石壁に百合の花咲く

いちレズビアンの個人的メモ。

『妖怪学園記(1)』(きむる、一迅社)感想

妖怪学園記 (1) (IDコミックス 4コマKINGSぱれっとコミックス)

妖怪学園記 (1) (IDコミックス 4コマKINGSぱれっとコミックス)

妖怪少女たちのほのぼの百合4コマ

猫耳や狐耳が出てくるということで、「単なるありがちな萌え4コマかな」と思ったのですが、その予想はいい方に裏切られました。鬼娘の「野菊」(通称『のんちゃん』)が主人公「ゆう」を想う気持ちの描写が細やかで、いいんですよ。回想シーンで描かれる、好きになった瞬間のケミストリーが特によかったです。のんちゃんに横恋慕する狐娘の「麗華」もいい味を出しているし、伏線をきちんきちんと張った丁寧な物語構成もナイスでした。

のんちゃんからゆうへの想い

のんちゃんにはサディスティックなところがあり、ゆうを可愛がりつつもしょっちゅうだまくらかしては楽しんでいます。それだけならよくある上から目線の「自称S」キャラだと思うんですが、この人が一味違うのは、ゆうへの想いの熱さです。例を挙げると、こんな感じ。

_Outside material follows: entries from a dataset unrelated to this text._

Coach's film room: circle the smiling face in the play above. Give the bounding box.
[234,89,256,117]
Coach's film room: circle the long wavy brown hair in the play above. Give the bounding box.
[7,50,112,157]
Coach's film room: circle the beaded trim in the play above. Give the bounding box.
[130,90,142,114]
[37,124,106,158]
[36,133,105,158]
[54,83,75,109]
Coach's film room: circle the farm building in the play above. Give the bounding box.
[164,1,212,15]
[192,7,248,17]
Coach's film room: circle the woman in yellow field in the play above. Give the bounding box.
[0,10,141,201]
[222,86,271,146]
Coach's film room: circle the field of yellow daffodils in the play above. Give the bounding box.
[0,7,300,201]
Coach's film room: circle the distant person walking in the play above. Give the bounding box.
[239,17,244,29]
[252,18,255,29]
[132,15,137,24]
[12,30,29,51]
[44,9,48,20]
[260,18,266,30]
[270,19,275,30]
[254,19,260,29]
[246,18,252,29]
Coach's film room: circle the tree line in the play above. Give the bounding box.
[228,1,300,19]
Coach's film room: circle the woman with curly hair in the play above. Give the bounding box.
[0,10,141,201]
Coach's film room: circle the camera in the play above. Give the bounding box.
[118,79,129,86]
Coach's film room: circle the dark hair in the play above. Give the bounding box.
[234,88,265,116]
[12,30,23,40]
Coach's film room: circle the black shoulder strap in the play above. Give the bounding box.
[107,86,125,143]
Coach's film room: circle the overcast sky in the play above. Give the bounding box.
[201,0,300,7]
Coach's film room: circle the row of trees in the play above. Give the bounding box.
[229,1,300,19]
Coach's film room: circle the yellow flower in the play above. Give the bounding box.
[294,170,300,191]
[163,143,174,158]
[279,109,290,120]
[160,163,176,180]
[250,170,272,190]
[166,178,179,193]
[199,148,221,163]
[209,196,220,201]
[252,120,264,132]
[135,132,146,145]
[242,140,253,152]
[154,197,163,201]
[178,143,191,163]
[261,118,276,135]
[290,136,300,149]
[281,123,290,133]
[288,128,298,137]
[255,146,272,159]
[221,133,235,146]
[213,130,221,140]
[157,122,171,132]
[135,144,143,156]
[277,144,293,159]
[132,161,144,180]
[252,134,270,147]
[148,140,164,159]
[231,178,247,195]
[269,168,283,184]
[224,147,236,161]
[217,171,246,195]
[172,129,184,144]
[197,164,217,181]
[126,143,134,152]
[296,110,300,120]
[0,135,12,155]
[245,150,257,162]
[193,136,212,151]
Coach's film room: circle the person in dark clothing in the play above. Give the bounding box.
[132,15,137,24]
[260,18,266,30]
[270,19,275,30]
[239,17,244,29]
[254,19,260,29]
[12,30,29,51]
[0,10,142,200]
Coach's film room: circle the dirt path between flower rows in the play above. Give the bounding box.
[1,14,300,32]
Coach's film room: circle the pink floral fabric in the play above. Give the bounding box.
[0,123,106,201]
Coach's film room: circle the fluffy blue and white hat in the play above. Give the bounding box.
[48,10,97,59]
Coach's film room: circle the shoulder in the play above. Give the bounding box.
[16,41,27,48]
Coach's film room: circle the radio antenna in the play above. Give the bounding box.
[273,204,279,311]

  • ゆうに「口聞かない」と言われて「ふふふぐっ」と奇妙な嗚咽を洩らしながらボロ泣き(p35)
  • 「ゆうに嫌われたら生きてけない…っ」とうちひしがれる(p37)
  • 「ゆうをだましてもいいのは私だけ」とライバルに対抗心を燃やしまくる(p76)

要するに、薄っぺらい上から目線だけのキャラとは全然ちがう、いわば「惚れた弱み」がありまくりのキャラなんですね。そこが人間くさくて(鬼だけど)とてもいい感じでした。

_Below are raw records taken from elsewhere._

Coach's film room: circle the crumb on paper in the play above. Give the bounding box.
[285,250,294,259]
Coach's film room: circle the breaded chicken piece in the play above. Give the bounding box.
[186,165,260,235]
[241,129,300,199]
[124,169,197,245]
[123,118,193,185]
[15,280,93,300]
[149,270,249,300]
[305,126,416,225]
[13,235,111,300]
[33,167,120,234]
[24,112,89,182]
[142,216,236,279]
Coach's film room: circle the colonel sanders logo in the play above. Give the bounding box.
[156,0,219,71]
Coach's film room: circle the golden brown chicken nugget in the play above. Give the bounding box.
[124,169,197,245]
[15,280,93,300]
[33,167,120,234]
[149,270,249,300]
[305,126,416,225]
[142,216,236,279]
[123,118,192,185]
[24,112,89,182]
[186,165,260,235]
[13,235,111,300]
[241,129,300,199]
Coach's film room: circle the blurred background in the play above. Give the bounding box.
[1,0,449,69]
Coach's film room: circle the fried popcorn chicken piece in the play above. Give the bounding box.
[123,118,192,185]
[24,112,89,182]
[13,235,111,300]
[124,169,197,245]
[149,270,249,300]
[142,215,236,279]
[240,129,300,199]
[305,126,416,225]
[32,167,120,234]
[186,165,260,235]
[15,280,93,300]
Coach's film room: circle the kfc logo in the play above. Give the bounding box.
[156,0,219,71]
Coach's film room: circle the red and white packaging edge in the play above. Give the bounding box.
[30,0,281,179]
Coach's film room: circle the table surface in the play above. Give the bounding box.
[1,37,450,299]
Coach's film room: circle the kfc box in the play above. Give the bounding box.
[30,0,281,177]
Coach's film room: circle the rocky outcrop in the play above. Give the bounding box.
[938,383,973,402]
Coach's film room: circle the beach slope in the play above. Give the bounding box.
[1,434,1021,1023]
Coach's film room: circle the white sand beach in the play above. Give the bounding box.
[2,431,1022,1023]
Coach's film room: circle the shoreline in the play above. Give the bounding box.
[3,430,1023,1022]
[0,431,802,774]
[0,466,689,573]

また、子供時代ののんちゃんがゆうを好きになったきっかけのエピソードも深くてよかった。このように惚れた瞬間のケミストリーというものをきちんと描いてくれている百合作品を、あたしは高く評価したいです。

麗華からのんちゃんへの想い

登場当時はのんちゃんをお姉様呼ばわりしたりして、すわ当て馬のテンプレ百合キャラかと思わせる麗華。しかし実際にはお姉様呼称をすぐ改めるわ、ゆうの母のSっぽさにうっとりするわ、ストーリーにかかわる重大な秘密を知っていたり、あるいは見つけたりするわで、ただの当て馬なんかでは全然ない重要な存在だったりします。性格も可愛いんですよ。いざというときに

私 そこまで野暮じゃありませんわ

とのんちゃんのために身を引く(p112)潔さがまずいいし、その後で

今回は貸しを作っただけですわ
今の状況がこうでも この先はどうなるかわかりません!

と「長期計画」に目をキラキラさせる(p119)たくましさもステキ。味わいのあるサブキャラだなあと思いました。

伏線の数々

のんちゃんの苗字自体が既に伏線のひとつ。また、のんちゃんの年齢や家のこと、そして麗華が気づいたゆうのにおい等も、クライマックスで明かされる大きな秘密にかかわっています。このように小さな謎を少しずつ積み上げていって、ここぞというときにドカンとお話を盛り上げるという構成が、非常によかったです。

その他

  • 猫娘のエピソードにちょっと泣きました。猫飼いなら必見。
  • 妖怪ものならではの凄味のあるエピソードもよかった。(とは言え結局ほのぼのオチに終わるので、怖がりさんも大丈夫です)
  • 全部読んでからカバー下のおまけ漫画を読むと楽しいです。

まとめ

ほのぼの4コマでありながら、のんちゃんからゆうへの「好きな気持ち」の描き方に力が入っていてとてもよかったです。サブキャラの恋がただのテンプレ当て馬として安直に消費されていないところも好感度大。緻密な伏線が効いた物語自体もナイス。というわけで、おすすめです。